Es de destacar que el desfase se mantiene así de bajo y constante durante toda la evolución sobre el punto de corte, hasta ahí vamos bien. En ambos puntos de corte se comporta igual, éstos están en 500 y 5000 c/s, para modificarlos hay que leer el artículo.
¿Distorsiona? No, fíjense en la señal a 6.000 Hz:

¿Y cómo suena? Para probarlo hice un montaje con una Peavey CS-800X para graves y una ZKX MT500 para medios y agudos, con una torre de baffles Samson RS 15, si bien no es la instalación ideal, es lo que había.
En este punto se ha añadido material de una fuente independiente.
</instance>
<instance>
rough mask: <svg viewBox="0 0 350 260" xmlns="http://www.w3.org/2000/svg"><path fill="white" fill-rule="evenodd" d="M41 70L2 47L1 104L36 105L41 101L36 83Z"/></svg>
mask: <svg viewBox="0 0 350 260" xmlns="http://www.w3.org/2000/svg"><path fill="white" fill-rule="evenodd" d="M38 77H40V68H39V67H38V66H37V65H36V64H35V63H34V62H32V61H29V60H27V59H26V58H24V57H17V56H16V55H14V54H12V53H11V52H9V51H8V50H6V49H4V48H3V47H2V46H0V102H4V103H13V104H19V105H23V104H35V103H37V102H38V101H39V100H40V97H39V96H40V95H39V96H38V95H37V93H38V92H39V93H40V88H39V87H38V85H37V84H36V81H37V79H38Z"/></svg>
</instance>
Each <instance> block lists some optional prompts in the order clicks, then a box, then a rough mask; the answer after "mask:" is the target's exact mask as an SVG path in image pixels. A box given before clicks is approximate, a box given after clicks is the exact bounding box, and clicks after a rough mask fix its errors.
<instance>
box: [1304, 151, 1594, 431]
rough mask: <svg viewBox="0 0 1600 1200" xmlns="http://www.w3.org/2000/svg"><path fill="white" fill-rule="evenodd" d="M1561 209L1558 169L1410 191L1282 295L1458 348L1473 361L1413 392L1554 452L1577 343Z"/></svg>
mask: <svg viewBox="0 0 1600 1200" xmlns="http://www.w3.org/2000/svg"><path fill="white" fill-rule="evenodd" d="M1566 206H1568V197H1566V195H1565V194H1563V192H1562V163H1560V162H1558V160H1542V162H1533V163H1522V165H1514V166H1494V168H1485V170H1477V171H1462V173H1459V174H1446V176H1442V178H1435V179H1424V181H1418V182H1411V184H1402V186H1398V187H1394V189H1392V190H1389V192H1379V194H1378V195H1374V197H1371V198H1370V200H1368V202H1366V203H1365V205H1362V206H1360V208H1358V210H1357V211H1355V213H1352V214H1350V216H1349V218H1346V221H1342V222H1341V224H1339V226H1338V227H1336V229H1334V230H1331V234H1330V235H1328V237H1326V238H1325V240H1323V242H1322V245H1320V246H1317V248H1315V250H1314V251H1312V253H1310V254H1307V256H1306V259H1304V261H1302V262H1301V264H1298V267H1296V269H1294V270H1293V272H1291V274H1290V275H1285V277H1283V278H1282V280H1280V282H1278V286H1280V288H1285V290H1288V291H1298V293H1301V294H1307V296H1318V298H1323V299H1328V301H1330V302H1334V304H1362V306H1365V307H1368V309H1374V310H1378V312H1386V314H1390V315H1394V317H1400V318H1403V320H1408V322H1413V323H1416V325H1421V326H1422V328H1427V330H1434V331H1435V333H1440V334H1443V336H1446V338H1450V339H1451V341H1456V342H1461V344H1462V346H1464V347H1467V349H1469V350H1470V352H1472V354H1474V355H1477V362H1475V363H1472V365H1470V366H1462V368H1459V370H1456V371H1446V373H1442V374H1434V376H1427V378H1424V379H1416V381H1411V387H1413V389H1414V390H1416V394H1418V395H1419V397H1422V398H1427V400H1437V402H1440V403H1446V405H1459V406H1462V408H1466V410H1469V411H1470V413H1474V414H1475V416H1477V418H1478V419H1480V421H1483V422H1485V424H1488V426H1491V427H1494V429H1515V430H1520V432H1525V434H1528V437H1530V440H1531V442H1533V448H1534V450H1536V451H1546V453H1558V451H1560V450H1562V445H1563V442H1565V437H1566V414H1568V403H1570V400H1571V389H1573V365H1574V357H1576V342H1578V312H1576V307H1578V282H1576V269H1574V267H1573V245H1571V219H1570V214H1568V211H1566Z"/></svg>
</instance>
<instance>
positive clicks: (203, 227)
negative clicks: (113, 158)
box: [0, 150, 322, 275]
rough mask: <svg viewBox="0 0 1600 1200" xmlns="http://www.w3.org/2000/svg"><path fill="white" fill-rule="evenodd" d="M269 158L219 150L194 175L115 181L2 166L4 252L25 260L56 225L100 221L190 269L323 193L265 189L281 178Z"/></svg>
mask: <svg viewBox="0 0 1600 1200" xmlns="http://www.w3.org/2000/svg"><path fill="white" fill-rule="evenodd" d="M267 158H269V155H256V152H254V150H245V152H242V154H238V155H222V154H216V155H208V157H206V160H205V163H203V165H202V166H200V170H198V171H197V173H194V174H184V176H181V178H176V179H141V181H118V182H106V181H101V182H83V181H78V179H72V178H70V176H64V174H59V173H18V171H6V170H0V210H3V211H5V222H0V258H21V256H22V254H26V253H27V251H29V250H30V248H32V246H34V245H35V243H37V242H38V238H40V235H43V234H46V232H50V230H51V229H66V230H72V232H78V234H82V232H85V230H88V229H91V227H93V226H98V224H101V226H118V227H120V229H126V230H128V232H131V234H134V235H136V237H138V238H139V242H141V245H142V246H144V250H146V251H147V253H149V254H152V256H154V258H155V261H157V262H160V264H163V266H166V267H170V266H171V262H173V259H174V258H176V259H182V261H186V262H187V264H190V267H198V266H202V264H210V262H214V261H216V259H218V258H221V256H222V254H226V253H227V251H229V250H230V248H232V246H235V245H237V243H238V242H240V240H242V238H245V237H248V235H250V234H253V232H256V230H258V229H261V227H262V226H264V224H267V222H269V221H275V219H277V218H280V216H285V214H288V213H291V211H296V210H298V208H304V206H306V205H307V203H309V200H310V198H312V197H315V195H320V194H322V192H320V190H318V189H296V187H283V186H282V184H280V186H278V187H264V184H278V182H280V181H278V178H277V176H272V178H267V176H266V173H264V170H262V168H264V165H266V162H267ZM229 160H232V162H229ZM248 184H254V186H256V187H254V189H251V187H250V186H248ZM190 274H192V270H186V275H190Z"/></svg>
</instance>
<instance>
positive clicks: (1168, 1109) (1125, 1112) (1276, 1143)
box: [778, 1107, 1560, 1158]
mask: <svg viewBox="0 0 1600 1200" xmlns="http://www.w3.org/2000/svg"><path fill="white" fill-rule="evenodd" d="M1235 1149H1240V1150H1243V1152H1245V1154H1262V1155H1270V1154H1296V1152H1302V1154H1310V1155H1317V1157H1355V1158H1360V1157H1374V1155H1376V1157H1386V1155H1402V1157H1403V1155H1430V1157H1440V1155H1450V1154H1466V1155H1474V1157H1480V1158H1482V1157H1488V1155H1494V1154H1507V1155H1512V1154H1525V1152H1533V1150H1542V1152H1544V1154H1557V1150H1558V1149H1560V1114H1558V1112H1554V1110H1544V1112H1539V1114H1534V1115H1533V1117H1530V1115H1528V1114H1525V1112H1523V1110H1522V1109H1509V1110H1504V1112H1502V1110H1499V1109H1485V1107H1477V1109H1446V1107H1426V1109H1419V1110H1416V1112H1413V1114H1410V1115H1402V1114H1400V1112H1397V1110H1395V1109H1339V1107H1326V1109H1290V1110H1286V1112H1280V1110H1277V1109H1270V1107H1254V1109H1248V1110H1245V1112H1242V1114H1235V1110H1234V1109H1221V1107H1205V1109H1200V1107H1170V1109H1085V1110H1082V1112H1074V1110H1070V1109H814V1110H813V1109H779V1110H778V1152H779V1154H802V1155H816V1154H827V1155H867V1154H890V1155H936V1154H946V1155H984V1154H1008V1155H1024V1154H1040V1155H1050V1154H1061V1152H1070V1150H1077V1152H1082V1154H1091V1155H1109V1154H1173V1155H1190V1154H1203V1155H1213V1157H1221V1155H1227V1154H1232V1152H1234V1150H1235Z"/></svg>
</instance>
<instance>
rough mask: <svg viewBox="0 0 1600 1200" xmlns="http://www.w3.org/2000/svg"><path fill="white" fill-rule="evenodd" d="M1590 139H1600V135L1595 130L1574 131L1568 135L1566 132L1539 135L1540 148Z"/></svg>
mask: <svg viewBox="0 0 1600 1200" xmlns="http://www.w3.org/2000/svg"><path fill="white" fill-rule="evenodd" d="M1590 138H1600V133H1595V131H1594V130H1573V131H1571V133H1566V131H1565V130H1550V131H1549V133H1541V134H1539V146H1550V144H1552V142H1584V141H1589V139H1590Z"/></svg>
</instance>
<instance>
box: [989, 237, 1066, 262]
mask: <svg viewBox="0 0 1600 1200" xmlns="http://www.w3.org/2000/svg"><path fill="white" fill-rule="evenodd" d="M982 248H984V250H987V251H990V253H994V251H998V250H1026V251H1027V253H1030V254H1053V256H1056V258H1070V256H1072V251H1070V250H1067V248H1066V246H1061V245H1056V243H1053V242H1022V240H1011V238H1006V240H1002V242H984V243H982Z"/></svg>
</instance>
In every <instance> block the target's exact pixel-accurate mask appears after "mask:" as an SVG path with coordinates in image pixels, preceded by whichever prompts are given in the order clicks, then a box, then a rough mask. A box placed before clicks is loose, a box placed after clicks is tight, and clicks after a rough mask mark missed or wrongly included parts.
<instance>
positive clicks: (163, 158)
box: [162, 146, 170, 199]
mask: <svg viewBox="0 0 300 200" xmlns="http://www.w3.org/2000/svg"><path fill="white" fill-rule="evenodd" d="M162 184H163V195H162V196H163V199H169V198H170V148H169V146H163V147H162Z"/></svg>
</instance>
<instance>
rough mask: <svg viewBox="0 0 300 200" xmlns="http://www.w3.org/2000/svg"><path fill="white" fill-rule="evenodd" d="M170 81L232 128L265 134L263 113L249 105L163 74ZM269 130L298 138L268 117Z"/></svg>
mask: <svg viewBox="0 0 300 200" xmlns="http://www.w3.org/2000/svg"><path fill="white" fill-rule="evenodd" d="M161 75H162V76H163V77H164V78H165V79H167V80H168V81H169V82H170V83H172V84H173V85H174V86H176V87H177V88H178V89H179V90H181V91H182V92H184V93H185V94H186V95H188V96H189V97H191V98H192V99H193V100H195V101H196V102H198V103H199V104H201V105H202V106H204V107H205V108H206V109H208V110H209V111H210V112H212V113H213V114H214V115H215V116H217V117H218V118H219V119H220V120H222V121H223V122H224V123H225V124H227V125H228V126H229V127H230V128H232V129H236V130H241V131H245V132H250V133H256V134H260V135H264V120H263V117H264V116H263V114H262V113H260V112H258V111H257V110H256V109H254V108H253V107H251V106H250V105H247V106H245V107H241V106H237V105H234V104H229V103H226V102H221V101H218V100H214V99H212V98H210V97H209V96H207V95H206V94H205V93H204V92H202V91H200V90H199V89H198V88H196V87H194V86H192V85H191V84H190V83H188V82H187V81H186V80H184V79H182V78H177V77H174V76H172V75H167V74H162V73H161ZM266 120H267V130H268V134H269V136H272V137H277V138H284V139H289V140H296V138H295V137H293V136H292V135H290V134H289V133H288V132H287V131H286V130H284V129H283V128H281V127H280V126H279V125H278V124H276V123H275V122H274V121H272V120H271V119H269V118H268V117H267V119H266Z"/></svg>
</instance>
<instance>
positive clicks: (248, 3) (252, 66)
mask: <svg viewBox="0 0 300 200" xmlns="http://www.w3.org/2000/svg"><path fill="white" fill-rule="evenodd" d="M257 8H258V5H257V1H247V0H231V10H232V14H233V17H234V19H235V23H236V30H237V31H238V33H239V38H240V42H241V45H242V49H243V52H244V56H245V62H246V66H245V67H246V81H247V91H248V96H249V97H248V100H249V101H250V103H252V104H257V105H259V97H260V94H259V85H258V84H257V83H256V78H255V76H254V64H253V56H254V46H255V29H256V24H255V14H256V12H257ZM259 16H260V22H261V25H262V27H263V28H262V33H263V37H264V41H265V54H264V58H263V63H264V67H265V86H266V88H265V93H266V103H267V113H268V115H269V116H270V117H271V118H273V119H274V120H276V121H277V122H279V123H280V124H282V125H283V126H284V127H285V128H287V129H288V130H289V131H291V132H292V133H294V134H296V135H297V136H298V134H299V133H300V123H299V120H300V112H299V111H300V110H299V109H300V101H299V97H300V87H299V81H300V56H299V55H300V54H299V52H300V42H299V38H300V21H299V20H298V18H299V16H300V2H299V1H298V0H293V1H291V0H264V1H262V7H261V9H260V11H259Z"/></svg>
Así que lo tuve andando un buen rato escuchando variada música y realmente funciona muy bien:

¿Qué les puedo decir?... Es relativamente sencillo, funciona bien, no sé si será perfecto o no, pero a mi modesto gusto por el audio anda bien. Me gustaría si alguien más se anima a armarlo para que me dé una segunda opinión.
Como diría una famosa modelo mononeuronal argentina:
"...¡¡¡ Lo dejo a tu criterio...!!   "
Saludos C


----------



## elbausa (May 3, 2013)

gracias por el aporte se ve muy bien me gustaria saber si el pbc del crossover esta listo para imprimir


----------



## crimson (May 3, 2013)

Hola elbausa, gracias por comentar. Teóricamente el .pdf debe salir con la medida exacta, que es 117mm x 60mm. La placa está a espejo, lista para transferir por el método de la plancha.
Saludos C


----------



## Bilbon (Dic 13, 2016)

Hola crimson! Hace meses vengo buscando un proyecto de crossover activo, y recién hoy encontré este tema aqui. Ya lo conocia al circuito (tengo el pdf del articulo de Elektor hace unos años) pero no consigo decidirme cual hacer. Estoy con dudas entre el de Rod Elliot, el de Silicon Chip y otro de Elektor de enero de 1988 (Linkwitz-Riley). Mi mayor problema es que mi sistema tiene un subwoofer, entonces la sección de bajos del crossover de 3 vias tendria que tener un pasa altas alrededor de 80Hz. Pienso poner un botón que tenga la opción de poner ese filtro en el circuito (para usar el sistema con el subwoofer) o sacarlo del circuito (bypass, para usar sin subwoofer). Este filtro substractivo es muy interesante, mi duda es si es posible sumarle un pasa altas en la sección de los bajos. Alguna idea?


----------



## crimson (Dic 13, 2016)

Hola Bilbon, yo armaría el de Rodd Elliot, éste lo armé por pura curiosidad y funciona, pero no tiene una superioridad evidente con respecto al filtro Linkwitz convencional, no hay que complicarse inútilmente.
Saludos C


----------



## Bilbon (Dic 14, 2016)

Ok...gracias por la respuesta! Armaré el de Rodd entonces....


----------